How has the work evolved?

After some time we formed into three workgroups. One was the workgroup for asylum, one for media and one for going around Slovenia, to high schools, social centres and so on, and talking about anti-racism. This wasn’t a formal organisation, but rather a coalition, and now we have a different form, although with a lot of the same people. Things changed because at one point we realised that we were trapped in solving the individual problems of individual refugees.

What kind of problems?

Too many, but, for example, refugees in Slovenia have one lawyers office that’s supposed to represent them, but it’s a little bit problematic. It’s paid for by the Ministry of Interior for fighting the Ministry of Interior, which limits what they do.

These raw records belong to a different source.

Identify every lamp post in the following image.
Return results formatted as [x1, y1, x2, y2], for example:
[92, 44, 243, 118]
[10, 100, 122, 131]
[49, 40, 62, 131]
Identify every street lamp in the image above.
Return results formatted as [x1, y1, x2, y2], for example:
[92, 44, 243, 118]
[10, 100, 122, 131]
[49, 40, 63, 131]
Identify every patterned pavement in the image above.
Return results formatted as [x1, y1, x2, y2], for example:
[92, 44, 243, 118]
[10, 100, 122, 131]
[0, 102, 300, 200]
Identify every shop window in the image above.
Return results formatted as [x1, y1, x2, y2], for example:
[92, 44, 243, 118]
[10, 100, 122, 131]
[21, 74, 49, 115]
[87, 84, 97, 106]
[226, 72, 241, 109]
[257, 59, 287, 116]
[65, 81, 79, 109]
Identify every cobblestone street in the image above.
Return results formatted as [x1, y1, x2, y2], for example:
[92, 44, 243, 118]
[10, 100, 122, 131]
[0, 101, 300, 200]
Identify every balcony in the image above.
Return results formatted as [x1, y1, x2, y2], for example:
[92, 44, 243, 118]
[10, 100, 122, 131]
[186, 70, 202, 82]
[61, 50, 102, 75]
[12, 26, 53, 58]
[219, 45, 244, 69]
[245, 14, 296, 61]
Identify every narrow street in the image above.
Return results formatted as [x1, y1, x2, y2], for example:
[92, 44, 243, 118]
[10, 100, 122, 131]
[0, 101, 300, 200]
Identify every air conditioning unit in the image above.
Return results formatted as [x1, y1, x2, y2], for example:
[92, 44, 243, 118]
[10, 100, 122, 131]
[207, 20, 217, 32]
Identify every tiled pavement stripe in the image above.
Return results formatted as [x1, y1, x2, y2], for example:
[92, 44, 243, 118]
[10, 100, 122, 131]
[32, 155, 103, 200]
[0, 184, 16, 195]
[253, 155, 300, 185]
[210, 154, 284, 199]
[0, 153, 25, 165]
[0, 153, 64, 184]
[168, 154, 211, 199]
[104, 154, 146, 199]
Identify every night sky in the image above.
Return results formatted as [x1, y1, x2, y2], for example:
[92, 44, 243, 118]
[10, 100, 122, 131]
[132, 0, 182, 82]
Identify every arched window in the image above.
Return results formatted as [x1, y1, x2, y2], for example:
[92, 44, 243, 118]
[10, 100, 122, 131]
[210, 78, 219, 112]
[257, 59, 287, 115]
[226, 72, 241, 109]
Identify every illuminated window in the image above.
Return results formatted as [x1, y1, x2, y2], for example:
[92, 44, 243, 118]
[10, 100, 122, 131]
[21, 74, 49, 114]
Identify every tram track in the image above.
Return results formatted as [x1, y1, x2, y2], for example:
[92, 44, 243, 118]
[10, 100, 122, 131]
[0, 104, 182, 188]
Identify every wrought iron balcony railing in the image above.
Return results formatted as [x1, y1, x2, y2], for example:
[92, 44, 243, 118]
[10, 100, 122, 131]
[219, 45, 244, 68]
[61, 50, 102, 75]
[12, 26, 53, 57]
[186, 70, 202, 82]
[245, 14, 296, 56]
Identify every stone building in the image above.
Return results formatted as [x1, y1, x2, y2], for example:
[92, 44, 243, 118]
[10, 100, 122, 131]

When a refugee gets asylum refused for the third time there’s no more legal help for them, so we take over. So we’re working with Ahmed now. His case is complicated. He was supposed to be deported within six months, then that order got cancelled. We went to court and they said now Slovenia has to take responsibility for him, but then the Ministry (of Interior) said no, the deadline wasn’t cancelled, just postponed. We objected to that, and won, and then the Ministry went to the High Court, and so on.

Ahmed’s the most complicated case we’ve had, and in general the legal situation with individual cases takes up too much time and energy, while at the same time the overall situation is getting worse, so now we’ve moved our focus to the latter. And we don’t just focus on refugees, but combine various topics and areas of activism, like the rise of fascism, and we try and connect the struggle of refugees to the workers’ struggle, making it more political in general.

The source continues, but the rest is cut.